At the word sister the baronet grew calmer. It was nothing about the lost heir! The other sort did not matter: they were no use against the enemy!
Richard paused. The baronet stared.
“I haven’t a penny to call my own, or I should not have come to you,” resumed Richard.
“I thought so! That’s your orthodox style! But you’ve come to the wrong man!” returned sir Wilton. “I never give anything to beggars.”
He did not in the least doubt what he heard, but he scarcely knew what he answered—wondering where he had seen the fellow, and how he came to be so like his wife. The remembered ugliness of her infant prevented all suggestion that this handsome fellow might be the same.
“You are the last man, sir Wilton, from whom I would ask anything for myself,” said Richard.
“Why so?”
Richard hesitated. To let him suspect the same claim in himself, would be fatal.
“I swear to you, sir Wilton,” he said, “by all that men count sacred, I come only to tell you that Arthur and Alice Manson, your son and daughter, are in dire want. Your son may be dead; he looked like it three days ago, and had no one to attend to him; his sister had to leave him to earn their next day’s food. Their mother lay a corpse in the other of their two rooms.”

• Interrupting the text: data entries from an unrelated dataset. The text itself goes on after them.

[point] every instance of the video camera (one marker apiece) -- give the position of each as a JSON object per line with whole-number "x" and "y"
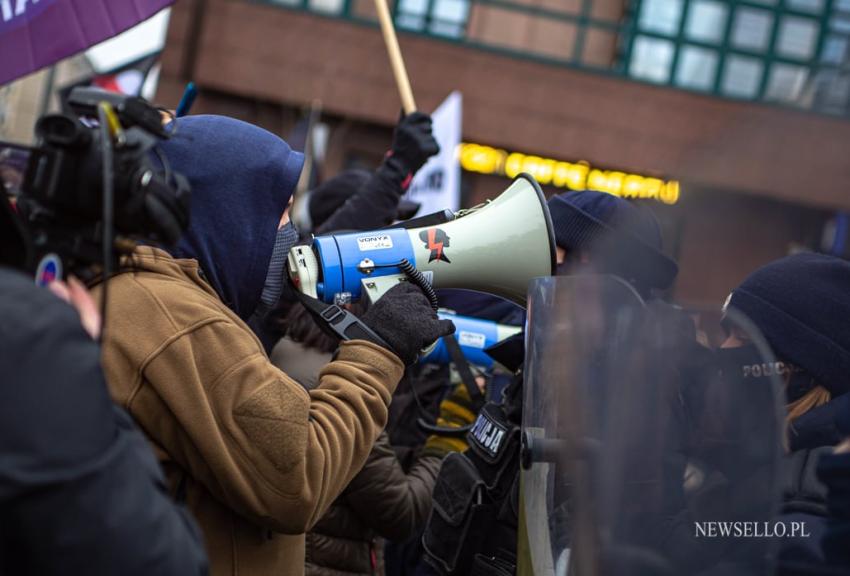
{"x": 92, "y": 184}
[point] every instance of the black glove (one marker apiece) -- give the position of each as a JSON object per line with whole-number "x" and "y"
{"x": 413, "y": 142}
{"x": 405, "y": 320}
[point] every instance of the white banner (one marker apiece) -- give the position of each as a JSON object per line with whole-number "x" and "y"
{"x": 437, "y": 184}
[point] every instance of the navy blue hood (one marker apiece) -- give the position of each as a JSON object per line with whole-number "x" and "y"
{"x": 242, "y": 178}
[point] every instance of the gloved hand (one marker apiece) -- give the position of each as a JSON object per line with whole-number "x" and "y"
{"x": 405, "y": 320}
{"x": 413, "y": 144}
{"x": 456, "y": 411}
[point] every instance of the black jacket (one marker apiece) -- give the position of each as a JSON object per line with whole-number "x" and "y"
{"x": 80, "y": 489}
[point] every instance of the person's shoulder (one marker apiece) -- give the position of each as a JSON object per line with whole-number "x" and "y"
{"x": 155, "y": 287}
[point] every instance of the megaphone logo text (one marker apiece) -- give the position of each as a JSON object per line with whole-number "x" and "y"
{"x": 458, "y": 253}
{"x": 436, "y": 240}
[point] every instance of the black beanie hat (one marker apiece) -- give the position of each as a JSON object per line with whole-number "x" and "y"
{"x": 802, "y": 306}
{"x": 629, "y": 236}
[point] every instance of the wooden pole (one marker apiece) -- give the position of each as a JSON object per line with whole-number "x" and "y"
{"x": 396, "y": 60}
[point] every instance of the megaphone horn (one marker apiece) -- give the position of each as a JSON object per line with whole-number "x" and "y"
{"x": 496, "y": 248}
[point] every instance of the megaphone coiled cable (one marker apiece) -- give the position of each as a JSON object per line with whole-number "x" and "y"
{"x": 418, "y": 278}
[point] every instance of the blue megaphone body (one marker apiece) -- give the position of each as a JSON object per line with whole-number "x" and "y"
{"x": 474, "y": 336}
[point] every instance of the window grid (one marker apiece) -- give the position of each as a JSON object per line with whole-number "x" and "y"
{"x": 777, "y": 83}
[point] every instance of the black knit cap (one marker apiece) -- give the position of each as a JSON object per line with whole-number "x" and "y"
{"x": 801, "y": 304}
{"x": 623, "y": 238}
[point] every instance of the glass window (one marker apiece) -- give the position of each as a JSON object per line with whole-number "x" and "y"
{"x": 797, "y": 37}
{"x": 840, "y": 24}
{"x": 411, "y": 14}
{"x": 706, "y": 21}
{"x": 786, "y": 82}
{"x": 814, "y": 6}
{"x": 697, "y": 68}
{"x": 453, "y": 11}
{"x": 751, "y": 29}
{"x": 834, "y": 50}
{"x": 413, "y": 6}
{"x": 742, "y": 76}
{"x": 651, "y": 59}
{"x": 661, "y": 16}
{"x": 327, "y": 6}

“Oh! she’s gone, is she! That alters the case. But what became of all the money I gave her? It was more than her body was worth; soul she never had any!”
“She lost it somehow, and her son and daughter starved themselves to keep her in plenty, so that by the time she died, they were all but dead themselves.”
“A pair of fools.”
“A good son and daughter, sir!”
“Attached to the young woman, eh?” asked the baronet, looking hard at him.
“Very much; but hardly more than to her brother,” answered Richard. “God knows if I had but my strength,” he cried, almost in despair, and suddenly shooting out his long thin arms, with his two hands, wasted white, at the ends of them, “I would work myself to the bone for them, and not ask you for a penny!”
“I provided for their mother!—why didn’t they look after the money? I’m not accountable for them!”
“Ain’t you accountable for giving the poor things a mother like that, sir?”
“By Jove, you have me there! She was a bad lot—a damned liar!—Young fellow, I don’t know who you are, but I like your pluck! There ain’t many I’d let stand talking at me like that! I’ll give you something for the poor creatures—that is, mind you, if you’ve told me the truth about their mother! You’re sure she’s dead? Not a penny shall they have if she’s alive!”
“I saw her dead, sir, with my own eyes.”
“You’re sure she wasn’t shamming?”
“She couldn’t have shammed anything so peaceful.”
The baronet laughed.
“Believe me, sir,” said Richard, “she’s dead—and by this time buried by the parish.”
“God bless my soul! Well, it’s none of my fault!”
“She ate and drank her own children!” said Richard with a groan, for his strength was failing him. He sank into a chair.
“I will give you a cheque,” said sir Wilton, rising, and going to a writing-table in the window. “I will give you twenty pounds for them in the meantime—and then we’ll see—we’ll see!—that is,” he added, turning to Richard, “if you swear by God that you have told me nothing but the truth!”
“I swear,” said Richard solemnly, “by all my hopes in God the saviour of men, that I have not wittingly uttered a word that is untrue or incorrect.”
“That’s enough. I’ll give you the cheque.”
He turned again to the table, sat down, searched for his keys, unlocked and drew out a drawer, took from it a cheque-book, and settled himself to write with deliberation, thinking all the time. When he had done—“Have the goodness to come and fetch your money,” he said tartly.
“With pleasure!” answered Richard, and went up to the table.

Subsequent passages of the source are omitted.